Compatibilité avec les navigateurs

Si vous avez un jour besoin d’encoder une vidéo pour qu’elle soit lue directement dans un navigateur (sans ré-encodage par une plateforme telle que YouTube), allez faire un tour sur « Can I use » :

Remarque au sujet des brevets logiciels

Si vous êtes un particulier, et que vous encodez des fichiers audio/vidéo pour votre propre usage, vous n’avez probablement pas à vous soucier des brevets logiciels.

Par contre, si vous avez l’intention de diffuser du contenu audio/vidéo au public, ou de développer un logiciel ou du matériel en rapport avec des codecs, attention.
Faites les recherches nécessaires pour déterminer si vous avez besoin d’une licence d’utilisation portant sur des brevets.

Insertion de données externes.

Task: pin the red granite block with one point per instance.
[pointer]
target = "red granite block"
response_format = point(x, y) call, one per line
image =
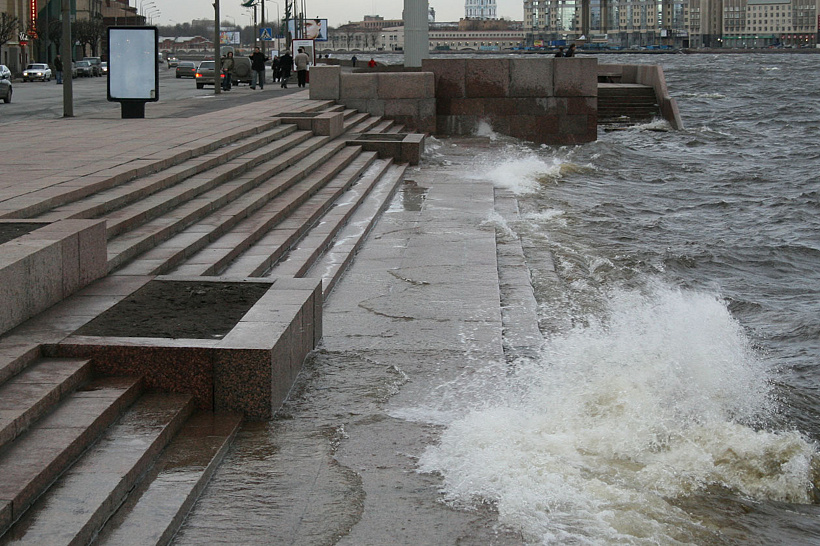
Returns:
point(449, 76)
point(487, 78)
point(406, 85)
point(531, 77)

Heureusement, certains codecs ne donnent pas lieu à des royalties, soit parce que les brevets en question ont expiré (ex : MP3), soit parce qu’ils ont été conçus dès le départ pour être exempts de redevances (ex : FLAC, VP8, VP9, AV1).

Opus a également été conçu pour utiliser uniquement des brevets qui ne donnent pas lieu à des redevances, mais un groupe d’entreprises ayant des pratiques discutables essaye désormais de se faire payer des royalties pour les appareils qui implémentent Opus au niveau matériel.